Ischemia and hypoxia are the main obstacles of lipofilling. The addition of angiogenic growth factors has been shown to be a feasible strategy. Previous studies showed that the addition of vascular endothelial growth factor (VEGF) and fibroblast growth factor significantly improved fat survival. However, the high cost of purified cytokines has limited their wide use in clinical practice. Platelet-rich plasma (PRP) is a biomatrix component containing high concentrations of platelets and various growth factors, such as VEGF, platelet-derived growth factor, and transforming growth factor β. It has been shown that PRP-assisted lipofilling improves lipofilling outcomes and is a promising substitute for ADSCs-assisted lipofilling [12, 13]. The present study aimed to compare the adipose tissue survival and vascularization of PRP-assisted and ADSCs-assisted lipofilling.

Materials and Methods

Adipose Tissue Harvesting and Isolation of ADSCs

Adipose tissue was obtained from the mastectomy sample of women with early breast cancer (n = 9) at our institution. Adipose tissue was used for ADSCs isolation and fat grafting in nude mice. ADSCs were digested using 1 mg/ml of collagenase type I according to our previously study [14]. ADSCs from the third passage were used for lipofilling.

This study was approved by the ethics committee of our institution, and written informed consent was obtained from all tissue donors.

Preparation and Characteristics of PRP

Fresh venous blood was donated from the same fat tissue donors. PRP was prepared as previously described by Landesberg et al. [15]. Briefly, fresh venous blood was centrifuged at 200g for 10 min. The upper and middle layers were extracted and further centrifuged at 200g for 10 min. The bottom layer was extracted, and 10% calcium chloride was added as an activator. After the blood clots contracted, samples were centrifuged at 60g for 5 min, and the upper layer was considered as activated PRP.

VEGF-1, VEGF-2, and epidermal growth factor (EGF) levels in PRP and blood samples were measured using the Affymetrix® Elisa Kit (Thermo Fisher Scientific, Waltham, MA, USA). The effect of ADSCs proliferation associated with PRP was tested using a Cell Counting Kit (CCK8, Dojindo, Kumamoto, Japan). All procedures were performed according to the manufacturers’ instructions.

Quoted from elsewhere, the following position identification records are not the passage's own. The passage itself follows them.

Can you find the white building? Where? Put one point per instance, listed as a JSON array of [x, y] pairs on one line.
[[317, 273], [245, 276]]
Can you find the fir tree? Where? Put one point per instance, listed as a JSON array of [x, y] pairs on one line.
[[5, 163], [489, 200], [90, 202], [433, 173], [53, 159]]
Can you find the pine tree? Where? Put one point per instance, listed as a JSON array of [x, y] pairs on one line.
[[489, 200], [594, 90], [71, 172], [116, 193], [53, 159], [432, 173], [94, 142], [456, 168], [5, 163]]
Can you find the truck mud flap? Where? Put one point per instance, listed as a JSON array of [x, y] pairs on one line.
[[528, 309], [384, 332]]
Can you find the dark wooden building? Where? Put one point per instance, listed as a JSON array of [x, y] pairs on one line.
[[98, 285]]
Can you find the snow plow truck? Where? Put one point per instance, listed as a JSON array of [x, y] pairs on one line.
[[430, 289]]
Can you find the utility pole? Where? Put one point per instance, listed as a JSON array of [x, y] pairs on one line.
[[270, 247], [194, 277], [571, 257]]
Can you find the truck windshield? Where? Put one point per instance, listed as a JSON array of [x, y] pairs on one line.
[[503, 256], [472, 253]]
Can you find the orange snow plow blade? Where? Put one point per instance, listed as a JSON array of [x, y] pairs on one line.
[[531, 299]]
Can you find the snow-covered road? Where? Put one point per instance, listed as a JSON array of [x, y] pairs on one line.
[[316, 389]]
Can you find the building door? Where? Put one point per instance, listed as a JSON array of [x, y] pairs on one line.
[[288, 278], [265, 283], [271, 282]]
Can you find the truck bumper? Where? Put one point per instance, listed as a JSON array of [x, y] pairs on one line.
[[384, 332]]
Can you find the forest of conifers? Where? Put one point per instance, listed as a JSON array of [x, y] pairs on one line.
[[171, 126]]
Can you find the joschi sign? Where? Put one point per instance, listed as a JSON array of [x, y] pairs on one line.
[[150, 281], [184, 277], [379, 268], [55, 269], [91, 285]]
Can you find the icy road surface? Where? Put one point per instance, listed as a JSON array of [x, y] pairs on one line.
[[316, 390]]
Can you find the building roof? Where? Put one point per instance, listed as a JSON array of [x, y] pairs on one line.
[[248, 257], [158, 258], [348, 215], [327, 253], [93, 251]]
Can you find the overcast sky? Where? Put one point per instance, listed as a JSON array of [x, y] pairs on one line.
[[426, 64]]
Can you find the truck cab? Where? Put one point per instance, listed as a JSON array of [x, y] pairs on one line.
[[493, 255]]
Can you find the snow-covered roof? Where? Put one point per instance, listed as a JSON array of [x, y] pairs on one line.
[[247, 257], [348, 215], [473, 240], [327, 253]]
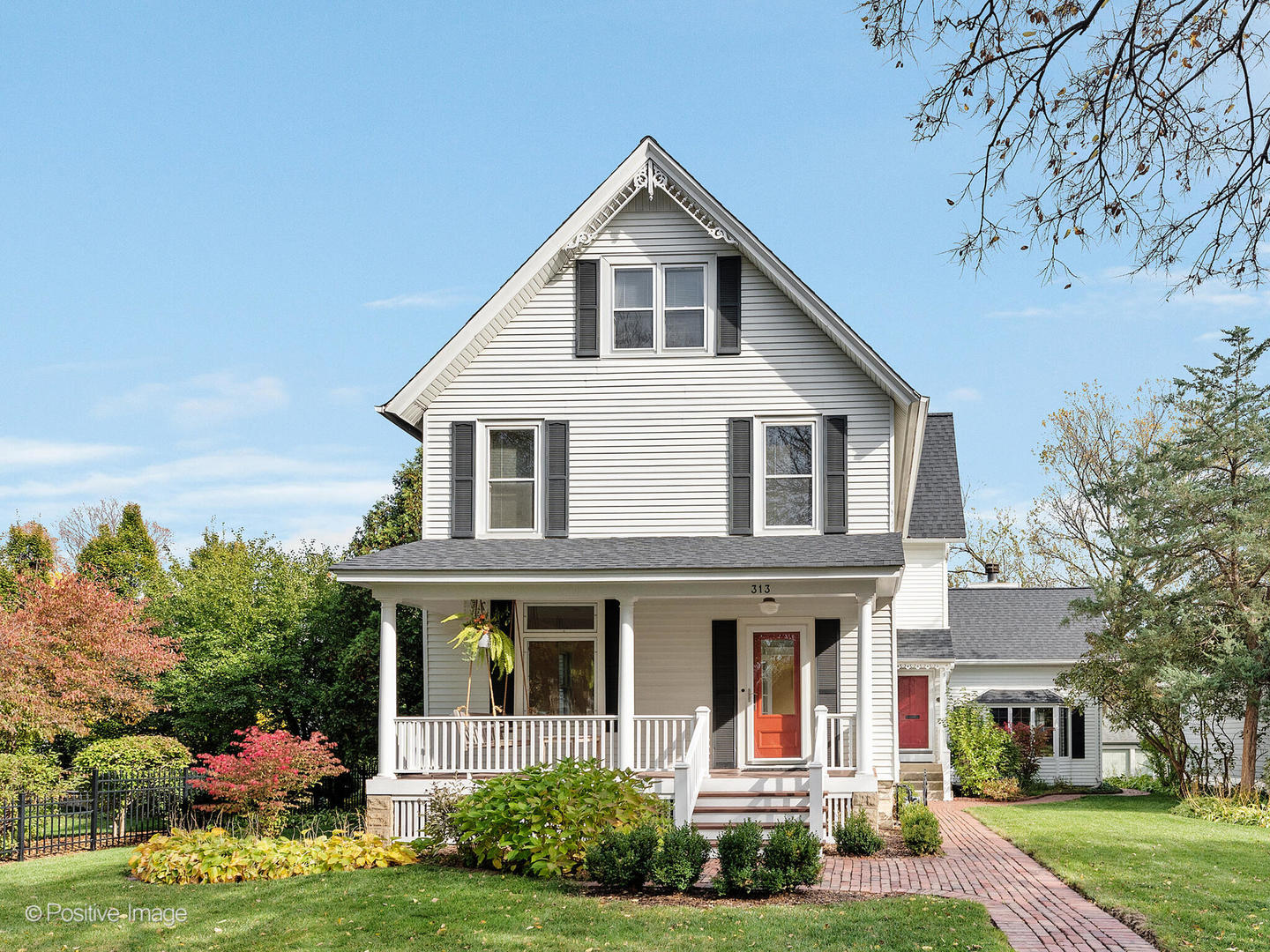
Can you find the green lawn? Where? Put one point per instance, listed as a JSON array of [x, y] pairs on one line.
[[1199, 885], [437, 908]]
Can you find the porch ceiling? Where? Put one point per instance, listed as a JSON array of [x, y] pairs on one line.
[[562, 557]]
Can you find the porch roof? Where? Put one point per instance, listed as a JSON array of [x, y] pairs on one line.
[[639, 553]]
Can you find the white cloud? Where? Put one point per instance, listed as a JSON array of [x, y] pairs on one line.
[[447, 297], [206, 398], [17, 453]]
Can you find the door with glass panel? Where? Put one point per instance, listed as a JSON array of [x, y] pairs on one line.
[[778, 711]]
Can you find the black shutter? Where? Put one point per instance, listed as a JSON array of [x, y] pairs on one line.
[[612, 643], [586, 325], [834, 473], [728, 301], [828, 673], [462, 480], [557, 479], [723, 709], [1077, 734], [741, 482]]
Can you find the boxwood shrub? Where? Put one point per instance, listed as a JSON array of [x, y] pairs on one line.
[[540, 822]]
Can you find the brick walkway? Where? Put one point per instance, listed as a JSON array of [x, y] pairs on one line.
[[1027, 902]]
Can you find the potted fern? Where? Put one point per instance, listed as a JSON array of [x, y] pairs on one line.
[[481, 639]]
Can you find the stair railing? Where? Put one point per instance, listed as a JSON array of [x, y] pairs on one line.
[[816, 772], [690, 772]]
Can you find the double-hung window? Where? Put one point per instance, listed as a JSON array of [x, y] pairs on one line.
[[512, 478], [788, 487], [660, 308]]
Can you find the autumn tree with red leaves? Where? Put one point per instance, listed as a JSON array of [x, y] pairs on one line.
[[74, 654]]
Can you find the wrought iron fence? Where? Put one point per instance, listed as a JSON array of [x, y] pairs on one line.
[[107, 810]]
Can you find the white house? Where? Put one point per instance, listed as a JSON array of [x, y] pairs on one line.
[[714, 510]]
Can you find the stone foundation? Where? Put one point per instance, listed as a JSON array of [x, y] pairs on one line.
[[378, 815]]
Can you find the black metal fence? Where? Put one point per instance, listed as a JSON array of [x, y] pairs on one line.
[[107, 810]]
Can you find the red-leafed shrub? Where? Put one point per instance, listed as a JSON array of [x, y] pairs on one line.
[[262, 778]]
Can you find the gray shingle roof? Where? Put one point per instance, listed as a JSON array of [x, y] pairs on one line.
[[938, 512], [923, 643], [874, 550], [1005, 622]]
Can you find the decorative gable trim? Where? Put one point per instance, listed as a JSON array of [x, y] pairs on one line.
[[649, 167]]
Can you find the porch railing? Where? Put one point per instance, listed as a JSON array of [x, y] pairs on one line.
[[840, 741], [502, 744], [661, 743], [691, 772]]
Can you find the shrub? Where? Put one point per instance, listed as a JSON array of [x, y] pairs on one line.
[[856, 836], [1004, 788], [213, 856], [979, 749], [1224, 810], [262, 778], [681, 859], [140, 753], [38, 775], [624, 857], [738, 850], [790, 859], [542, 820], [920, 829]]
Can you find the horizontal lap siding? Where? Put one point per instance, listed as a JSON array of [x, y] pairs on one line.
[[975, 680], [923, 597], [646, 435]]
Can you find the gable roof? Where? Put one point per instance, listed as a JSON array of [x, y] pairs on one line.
[[938, 508], [1001, 622], [648, 167]]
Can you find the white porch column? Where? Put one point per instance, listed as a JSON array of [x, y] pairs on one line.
[[387, 688], [863, 689], [626, 684]]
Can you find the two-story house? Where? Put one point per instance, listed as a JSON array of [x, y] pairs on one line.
[[719, 518]]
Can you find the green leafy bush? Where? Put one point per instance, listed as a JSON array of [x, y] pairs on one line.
[[920, 829], [739, 847], [140, 753], [856, 836], [680, 861], [540, 822], [979, 749], [215, 856], [624, 857], [1002, 788], [1224, 810], [38, 775], [790, 859]]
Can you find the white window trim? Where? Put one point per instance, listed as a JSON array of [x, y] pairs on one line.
[[482, 461], [759, 518], [525, 636], [658, 263]]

In Vivo Analysis of ADSCs-Assisted and PRP-Assisted Lipofilling in Mice

Adipose tissue was diced into a granular form using ophthalmic scissors. After washing with saline thrice, the tissue was centrifuged at 200g for 5 min. The middle layer was used for grafting.

One hundred healthy male nude mice (20 for each group, 4–6 weeks old) weighing 18–22 g were purchased from Sichuan Dashuo Laboratory Animal Center (Sichuan, China). All animal experiments were approved by the institution animal care and use committee. For the experiment, 1 ml of adipose tissue with or without supplement was injected subcutaneously into the dorsum of nude mice. In the control group, 0.3 ml of saline was added to 1 ml of adipose tissue, while in the PRP group, 0.3, 0.2 and 0.1 ml of PRP was added to 1 ml of adipose tissue to form 30, 20, and 10% PRP-enhanced fat grafts, respectively. In the ADSCs group, 0.3 ml cell suspension (6.67 × 106 cell/ml) was added to 1 ml of adipose tissue.

At 2, 4, 8, and 12 weeks after injection, an ultrasound examination was performed to assess for complications. Images were captured using the Philips IU22 color Doppler ultrasound imaging system (Philips Healthcare, Bothell, WA) equipped with a 5–12-MHz probe. Grafts were harvested, and graft volumes were measured with the Archimedes drainage method. Grafts were further assessed using hematoxylin–eosin staining. The vascular density was semi-quantitatively analyzed.

Statistical Analysis

Data for grafted fat volume and vascular vessel count were analyzed, and differences among independent group averages were tested using the Chi-square test. All data analyses were performed using SPSS software for Windows, version 17.0 (SPSS, Inc., Chicago, IL, USA). Significance was considered at a P value < 0.05.

Results

PRP is Rich in Angiogenic Cytokines

During PRP preparation, nearly 1 ml of PRP was obtained from a 10-ml blood sample. The concentrations of angiogenic cytokines in blood and PRP are shown in Table 1. VEGF-1 and VEGF-2 concentrations were twofold higher in the PRP group than in the control group; however, the differences were not significant. The EGF level was 1.13-fold higher in the PRP group than in the control group.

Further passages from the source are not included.